The FCC proposes an auction for TV spectrum.
In the National Broadband Plan (NBP) released March 16, the FCC proposes a “Mobile Future Auction,” which will permit existing spectrum licensees, particularly television broadcasters, to voluntarily relinquish spectrum in exchange for a share of auction proceeds.
According to the NBP, TV spectrum is not being used efficiently and would be better allocated to mobile broadband use. The proposed Mobile Future Auction would be the recommended way to encourage TV licensees to relinquish spectrum in return for at least some of the proceeds when their spectrum is auctioned.

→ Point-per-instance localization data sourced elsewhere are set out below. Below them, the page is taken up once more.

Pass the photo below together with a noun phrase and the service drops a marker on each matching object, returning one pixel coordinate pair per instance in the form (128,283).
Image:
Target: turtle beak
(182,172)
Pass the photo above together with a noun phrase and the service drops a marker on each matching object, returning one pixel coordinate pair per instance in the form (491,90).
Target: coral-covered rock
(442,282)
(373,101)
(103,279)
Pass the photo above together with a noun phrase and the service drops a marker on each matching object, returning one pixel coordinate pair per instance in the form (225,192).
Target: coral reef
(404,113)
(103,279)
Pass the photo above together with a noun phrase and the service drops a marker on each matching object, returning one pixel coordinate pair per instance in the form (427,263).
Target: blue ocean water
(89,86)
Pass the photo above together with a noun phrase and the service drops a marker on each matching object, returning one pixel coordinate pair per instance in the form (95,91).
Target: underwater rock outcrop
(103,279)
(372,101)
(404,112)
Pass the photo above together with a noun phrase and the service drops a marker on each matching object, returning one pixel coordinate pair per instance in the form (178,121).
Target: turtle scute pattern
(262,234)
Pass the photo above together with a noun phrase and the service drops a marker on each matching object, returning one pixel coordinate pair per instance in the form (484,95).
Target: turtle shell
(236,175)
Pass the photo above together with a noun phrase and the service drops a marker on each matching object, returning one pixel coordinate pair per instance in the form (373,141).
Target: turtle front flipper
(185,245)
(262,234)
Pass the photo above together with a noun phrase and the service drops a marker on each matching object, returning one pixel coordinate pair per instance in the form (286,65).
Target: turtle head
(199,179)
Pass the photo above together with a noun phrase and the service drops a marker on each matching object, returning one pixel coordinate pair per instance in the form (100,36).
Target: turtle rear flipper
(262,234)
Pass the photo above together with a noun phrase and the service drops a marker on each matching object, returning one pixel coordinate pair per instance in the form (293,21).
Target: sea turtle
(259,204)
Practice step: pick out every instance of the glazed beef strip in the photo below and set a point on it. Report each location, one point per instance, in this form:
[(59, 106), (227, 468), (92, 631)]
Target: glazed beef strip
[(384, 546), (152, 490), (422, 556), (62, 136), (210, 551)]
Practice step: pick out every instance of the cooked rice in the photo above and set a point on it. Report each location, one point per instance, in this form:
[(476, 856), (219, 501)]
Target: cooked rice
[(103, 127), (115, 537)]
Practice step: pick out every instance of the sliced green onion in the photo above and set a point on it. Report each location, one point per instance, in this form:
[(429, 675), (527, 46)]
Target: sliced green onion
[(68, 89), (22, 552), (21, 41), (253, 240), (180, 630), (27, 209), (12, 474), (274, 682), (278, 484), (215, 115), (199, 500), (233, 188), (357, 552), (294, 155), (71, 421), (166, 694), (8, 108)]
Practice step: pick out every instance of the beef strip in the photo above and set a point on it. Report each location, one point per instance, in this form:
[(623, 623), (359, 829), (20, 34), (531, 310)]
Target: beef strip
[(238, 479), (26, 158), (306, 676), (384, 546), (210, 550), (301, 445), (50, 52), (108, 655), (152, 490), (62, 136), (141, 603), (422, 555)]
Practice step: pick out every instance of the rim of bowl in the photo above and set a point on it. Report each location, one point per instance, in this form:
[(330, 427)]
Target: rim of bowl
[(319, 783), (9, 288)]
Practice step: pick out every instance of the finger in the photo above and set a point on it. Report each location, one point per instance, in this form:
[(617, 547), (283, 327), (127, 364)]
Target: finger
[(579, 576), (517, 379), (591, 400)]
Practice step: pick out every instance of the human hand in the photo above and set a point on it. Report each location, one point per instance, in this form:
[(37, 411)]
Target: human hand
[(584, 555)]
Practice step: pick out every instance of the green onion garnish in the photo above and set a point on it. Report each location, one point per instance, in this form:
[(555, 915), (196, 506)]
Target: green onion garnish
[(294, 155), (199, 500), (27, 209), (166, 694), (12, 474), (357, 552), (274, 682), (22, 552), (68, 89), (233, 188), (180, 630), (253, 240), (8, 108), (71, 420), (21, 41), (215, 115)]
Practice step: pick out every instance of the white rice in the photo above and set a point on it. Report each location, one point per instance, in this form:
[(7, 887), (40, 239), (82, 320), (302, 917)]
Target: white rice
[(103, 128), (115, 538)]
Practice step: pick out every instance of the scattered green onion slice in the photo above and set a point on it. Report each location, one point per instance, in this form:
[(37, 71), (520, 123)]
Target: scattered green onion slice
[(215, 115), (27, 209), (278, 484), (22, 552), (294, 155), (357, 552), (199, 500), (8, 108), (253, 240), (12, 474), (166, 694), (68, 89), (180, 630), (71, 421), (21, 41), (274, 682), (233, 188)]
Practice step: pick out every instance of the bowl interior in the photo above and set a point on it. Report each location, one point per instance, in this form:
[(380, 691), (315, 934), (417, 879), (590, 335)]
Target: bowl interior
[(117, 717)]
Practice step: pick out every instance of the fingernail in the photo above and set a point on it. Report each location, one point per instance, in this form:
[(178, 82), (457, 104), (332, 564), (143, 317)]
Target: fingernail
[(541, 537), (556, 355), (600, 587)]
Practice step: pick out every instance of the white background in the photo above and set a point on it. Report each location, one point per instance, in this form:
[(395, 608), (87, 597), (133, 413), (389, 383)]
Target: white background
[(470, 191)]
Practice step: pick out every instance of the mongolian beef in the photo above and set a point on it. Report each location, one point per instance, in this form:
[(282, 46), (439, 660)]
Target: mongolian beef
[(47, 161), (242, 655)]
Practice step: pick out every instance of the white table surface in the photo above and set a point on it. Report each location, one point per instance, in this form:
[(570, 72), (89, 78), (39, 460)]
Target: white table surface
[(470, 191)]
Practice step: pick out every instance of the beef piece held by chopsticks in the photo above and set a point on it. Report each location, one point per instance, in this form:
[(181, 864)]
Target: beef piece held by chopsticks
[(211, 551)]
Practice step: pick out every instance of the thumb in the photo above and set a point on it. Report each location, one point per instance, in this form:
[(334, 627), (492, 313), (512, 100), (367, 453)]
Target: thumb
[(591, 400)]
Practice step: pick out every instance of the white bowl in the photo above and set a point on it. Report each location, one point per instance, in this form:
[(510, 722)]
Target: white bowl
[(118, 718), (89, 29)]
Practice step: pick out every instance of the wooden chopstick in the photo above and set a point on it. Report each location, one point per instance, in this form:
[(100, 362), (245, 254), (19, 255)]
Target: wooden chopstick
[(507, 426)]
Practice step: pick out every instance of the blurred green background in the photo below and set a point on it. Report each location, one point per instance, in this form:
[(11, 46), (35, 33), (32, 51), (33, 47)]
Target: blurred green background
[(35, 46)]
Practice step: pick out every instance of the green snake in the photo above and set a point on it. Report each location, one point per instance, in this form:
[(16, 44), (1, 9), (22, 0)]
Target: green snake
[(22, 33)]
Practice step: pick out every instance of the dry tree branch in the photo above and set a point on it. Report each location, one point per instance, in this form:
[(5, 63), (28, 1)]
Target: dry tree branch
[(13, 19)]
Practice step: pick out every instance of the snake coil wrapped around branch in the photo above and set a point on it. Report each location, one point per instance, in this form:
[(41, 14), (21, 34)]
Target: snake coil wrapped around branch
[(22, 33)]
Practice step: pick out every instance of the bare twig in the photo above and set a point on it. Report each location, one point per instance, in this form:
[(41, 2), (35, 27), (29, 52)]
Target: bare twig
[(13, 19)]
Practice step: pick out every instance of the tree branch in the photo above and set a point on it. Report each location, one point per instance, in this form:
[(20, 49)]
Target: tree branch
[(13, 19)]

The NBP calls for “freeing up” 500MHz of spectrum over the next decade, with 120MHz to come from broadcast TV. One way the FCC hopes to achieve that is to develop “market-based mechanisms” (i.e., special-feature auctions) that enable spectrum intended for the commercial marketplace to flow to the uses the market values most. Under the FCC plan, broadcasters would not only share in the proceeds of the resulting spectrum auctions, but also their participation in the scheme would be voluntary. How “voluntary” would this be with the FCC controlling the rules of a game where those rules are based on policy goals that cannot be fully achieved absent an end to free, over-the-air TV? It is unlikely broadcasters would volunteer to give up their spectrum without first receiving a guarantee that they would receive at least full value for their stations.
Precisely how such an auction would work has not been determined; indeed, there may be no need to spell out the details at this point. But it is apparent that the commission has thoroughly embraced the notion that television spectrum is a resource that can and should be repurposed for mobile broadband use.
In a February speech, FCC chairman Julius Genachowski said there is a “massive amount of unlocked value” in TV spectrum — maybe even $50 billion, according to “one study,” and that “a broad range of analysts, companies and trade associations” have shown the inefficiencies of the current allocation scheme. The study says, “Even in our very largest cities, at most only about 150MHz out of 300MHz [of TV spectrum] are used.”
Genachowski said,“the Mobile Future Auction is a win-win proposal: for broadcasters, who win more flexibility to pursue business models to serve their local communities; and for the public, which wins more innovation in mobile broadband services, continued free, over-the-air television, and the benefits of the proceeds of new and substantial auction revenues.”
Publication of the NBP may not have any immediate or long-term effects on TV spectrum use. The statute requiring the NBP simply directs the FCC to do its due diligence to come up with a plan and then tell Congress about it. The FCC has no independent authority to implement the NBP without formal notice-and-comment rulemaking proceedings. Moreover, the FCC's statutory auction authority does not permit the agency to turn over auction proceeds to incumbent licensees or anyone else but the U.S. Treasury.
Also, members of Congress may be reluctant to let the FCC raid TV spectrum, particularly if broadcasters increase the introduction of multichannel video and data services on their own. Another key factor is, of course, the considerable political clout TV broadcasters have in their home markets in an election year.
Harry C. Martin is a member of Fletcher, Heald and Hildreth, PLC.